I have high hopes my friend, high hopes, for my garden. You would think I would exchange those high hopes for guarded enthusiasm instead… This is, after all, my first permanent garden, being a new home-owner and all. But no. High hopes.

My husband Jay bought me a great book I hope to put to good use this Fall. I thought it would be a nice time to share it with you all, before the harvest sets in and we are all too buried under our produce. It’s called The Big Book of Preserving the Harvest: 150 Recipes for Freezing, Canning, Drying, and Pickling Fruits and Vegetables, by Carol Costenbader.

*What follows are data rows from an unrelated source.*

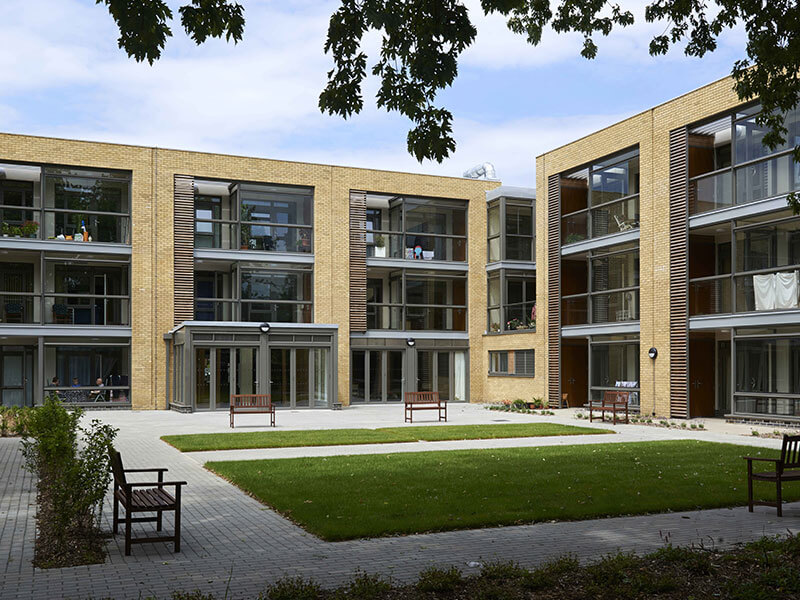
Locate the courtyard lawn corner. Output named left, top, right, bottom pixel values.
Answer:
left=161, top=423, right=613, bottom=452
left=206, top=440, right=800, bottom=541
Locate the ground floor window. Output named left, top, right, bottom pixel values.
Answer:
left=489, top=350, right=534, bottom=377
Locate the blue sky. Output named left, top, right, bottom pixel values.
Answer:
left=0, top=0, right=745, bottom=186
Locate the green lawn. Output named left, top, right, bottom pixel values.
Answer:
left=206, top=440, right=800, bottom=541
left=161, top=423, right=613, bottom=452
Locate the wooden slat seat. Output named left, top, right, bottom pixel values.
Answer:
left=230, top=394, right=275, bottom=427
left=742, top=435, right=800, bottom=517
left=108, top=446, right=186, bottom=556
left=405, top=392, right=447, bottom=423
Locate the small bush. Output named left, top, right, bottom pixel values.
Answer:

In the past I have always moved in August when my annual lease was up – right when the tomatoes are hanging, the zucchini is running wild, and the herb garden is prolific. But not this year. This year will be the year of canning, drying, and freezing. And no landlord will stop me in my quest!!! MUHAHAHAHA!!!

Lucky for me, I grew up in a home with a huge garden and orchard and a loving mother that believed good food was important. She is also a fantastic planner. So by the time the tomatoes were overrun, she was all set to can stewed tomatoes for the winter. Berries were made into jam. Apples churned into applesauce. And even luckier for me that she kept all her canning equipment and doesn’t mind showing me the ropes this fall.

So consider this post a head’s up for you gardeners. As we’re manically shoving seeds in the ground today, it’s a good idea to start planning our harvest for tomorrow.

Have any good canning recipes or food savings tips of your own? Post them in the comments section. My latest one is freezing snow peas. They are coming out of our ears!!